Our system sets the top bracket at three hundred and seventy-five thousand dollars, with a tax rate of thirty-five per cent. (People in the second-highest bracket, starting at a hundred and seventy-two thousand dollars for individuals, pay thirty-three per cent.) This means that someone making two hundred thousand dollars a year and someone making two hundred million dollars a year pay at similar tax rates. LeBron James and LeBron James's dentist: same difference.

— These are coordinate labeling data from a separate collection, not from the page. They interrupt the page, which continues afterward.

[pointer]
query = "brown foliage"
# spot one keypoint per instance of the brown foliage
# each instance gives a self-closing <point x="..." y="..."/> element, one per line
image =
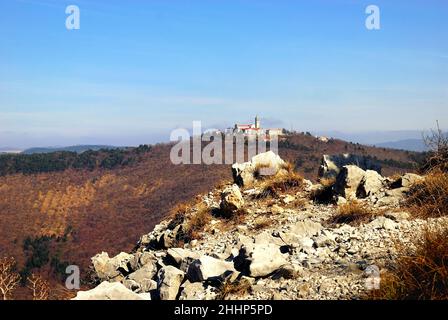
<point x="420" y="272"/>
<point x="437" y="142"/>
<point x="197" y="221"/>
<point x="284" y="181"/>
<point x="9" y="279"/>
<point x="108" y="210"/>
<point x="40" y="288"/>
<point x="429" y="198"/>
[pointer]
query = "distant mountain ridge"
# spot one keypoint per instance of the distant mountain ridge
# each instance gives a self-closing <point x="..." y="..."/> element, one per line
<point x="417" y="145"/>
<point x="77" y="149"/>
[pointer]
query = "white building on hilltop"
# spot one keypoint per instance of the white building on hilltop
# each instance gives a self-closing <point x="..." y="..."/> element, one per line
<point x="256" y="129"/>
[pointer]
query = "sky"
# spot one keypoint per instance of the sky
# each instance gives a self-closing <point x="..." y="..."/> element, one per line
<point x="135" y="69"/>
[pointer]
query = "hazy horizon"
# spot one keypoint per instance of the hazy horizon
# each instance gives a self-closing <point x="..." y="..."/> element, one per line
<point x="132" y="73"/>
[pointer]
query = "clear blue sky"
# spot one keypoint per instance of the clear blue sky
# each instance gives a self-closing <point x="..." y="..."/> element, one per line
<point x="137" y="69"/>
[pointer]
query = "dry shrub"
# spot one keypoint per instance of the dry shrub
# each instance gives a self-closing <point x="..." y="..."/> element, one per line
<point x="420" y="272"/>
<point x="197" y="221"/>
<point x="40" y="288"/>
<point x="286" y="180"/>
<point x="232" y="219"/>
<point x="9" y="278"/>
<point x="437" y="159"/>
<point x="237" y="288"/>
<point x="429" y="198"/>
<point x="177" y="214"/>
<point x="353" y="213"/>
<point x="327" y="182"/>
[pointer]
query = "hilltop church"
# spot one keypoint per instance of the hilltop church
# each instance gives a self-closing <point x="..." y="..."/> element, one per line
<point x="256" y="129"/>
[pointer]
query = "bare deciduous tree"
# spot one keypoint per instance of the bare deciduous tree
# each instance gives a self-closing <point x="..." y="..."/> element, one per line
<point x="39" y="287"/>
<point x="9" y="279"/>
<point x="437" y="142"/>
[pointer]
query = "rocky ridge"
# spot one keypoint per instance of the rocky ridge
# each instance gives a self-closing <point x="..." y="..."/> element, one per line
<point x="282" y="246"/>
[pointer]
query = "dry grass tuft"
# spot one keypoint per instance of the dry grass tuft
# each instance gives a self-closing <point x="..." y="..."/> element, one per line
<point x="353" y="213"/>
<point x="429" y="198"/>
<point x="420" y="272"/>
<point x="234" y="289"/>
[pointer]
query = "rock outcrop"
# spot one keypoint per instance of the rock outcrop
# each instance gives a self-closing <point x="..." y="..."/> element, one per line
<point x="110" y="291"/>
<point x="331" y="165"/>
<point x="283" y="247"/>
<point x="268" y="163"/>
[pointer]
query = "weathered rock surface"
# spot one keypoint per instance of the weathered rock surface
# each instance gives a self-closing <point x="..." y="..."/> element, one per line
<point x="208" y="268"/>
<point x="280" y="250"/>
<point x="110" y="291"/>
<point x="111" y="268"/>
<point x="170" y="279"/>
<point x="331" y="165"/>
<point x="245" y="174"/>
<point x="261" y="260"/>
<point x="231" y="199"/>
<point x="348" y="181"/>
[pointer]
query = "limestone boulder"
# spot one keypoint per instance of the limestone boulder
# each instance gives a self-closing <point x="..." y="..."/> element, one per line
<point x="231" y="199"/>
<point x="260" y="260"/>
<point x="110" y="291"/>
<point x="348" y="181"/>
<point x="182" y="258"/>
<point x="144" y="277"/>
<point x="331" y="165"/>
<point x="371" y="184"/>
<point x="169" y="281"/>
<point x="107" y="268"/>
<point x="209" y="268"/>
<point x="267" y="163"/>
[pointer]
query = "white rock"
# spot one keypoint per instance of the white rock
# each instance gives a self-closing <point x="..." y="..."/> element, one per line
<point x="109" y="291"/>
<point x="208" y="268"/>
<point x="170" y="279"/>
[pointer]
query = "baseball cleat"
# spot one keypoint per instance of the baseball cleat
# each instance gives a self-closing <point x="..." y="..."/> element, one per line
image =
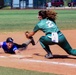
<point x="48" y="56"/>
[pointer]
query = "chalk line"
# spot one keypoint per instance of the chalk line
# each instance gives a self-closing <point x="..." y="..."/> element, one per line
<point x="50" y="62"/>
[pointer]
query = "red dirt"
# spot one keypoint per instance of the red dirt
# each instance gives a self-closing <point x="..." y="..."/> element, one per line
<point x="34" y="55"/>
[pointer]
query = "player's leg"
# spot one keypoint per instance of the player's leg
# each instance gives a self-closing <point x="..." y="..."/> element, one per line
<point x="63" y="43"/>
<point x="45" y="41"/>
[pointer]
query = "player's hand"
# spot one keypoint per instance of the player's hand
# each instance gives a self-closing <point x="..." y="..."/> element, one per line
<point x="27" y="34"/>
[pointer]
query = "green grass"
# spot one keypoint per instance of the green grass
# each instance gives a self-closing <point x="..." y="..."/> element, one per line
<point x="22" y="20"/>
<point x="13" y="71"/>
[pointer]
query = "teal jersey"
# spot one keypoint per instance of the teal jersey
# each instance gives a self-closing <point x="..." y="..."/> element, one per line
<point x="46" y="26"/>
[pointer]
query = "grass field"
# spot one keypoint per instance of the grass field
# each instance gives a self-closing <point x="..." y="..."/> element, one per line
<point x="22" y="20"/>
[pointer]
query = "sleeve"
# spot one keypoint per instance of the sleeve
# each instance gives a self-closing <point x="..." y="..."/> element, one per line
<point x="36" y="28"/>
<point x="15" y="48"/>
<point x="1" y="43"/>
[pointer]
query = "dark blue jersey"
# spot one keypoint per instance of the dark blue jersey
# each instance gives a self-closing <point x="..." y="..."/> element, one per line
<point x="6" y="50"/>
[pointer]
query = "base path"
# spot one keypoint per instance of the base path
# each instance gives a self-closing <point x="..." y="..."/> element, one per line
<point x="33" y="57"/>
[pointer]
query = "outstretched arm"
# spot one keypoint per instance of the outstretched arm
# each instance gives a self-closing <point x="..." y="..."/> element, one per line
<point x="29" y="34"/>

This makes no sense—there's a yawning chasm between the professional and the plutocratic classes, and the tax system should reflect that. A better tax system would have more brackets, so that the super-rich pay higher rates. (The most obvious bracket to add would be a higher rate at a million dollars a year, but there's no reason to stop there.) This would make the system fairer, since it would reflect the real stratification among high-income earners. A few extra brackets at the top could also bring in tens of billions of dollars in additional revenue.

A tax system that's both fairer and better? What's not to like? Well, here's one thing: The proper role of taxation is not to promote fairness or equality or social engineering. It is to raise revenue to fund the appropriate functions of government. Nowhere in his argument does Surowiecki ask whether tax hikes on the idle rich actually raise more revenues. It's a good question to avoid, because they don't.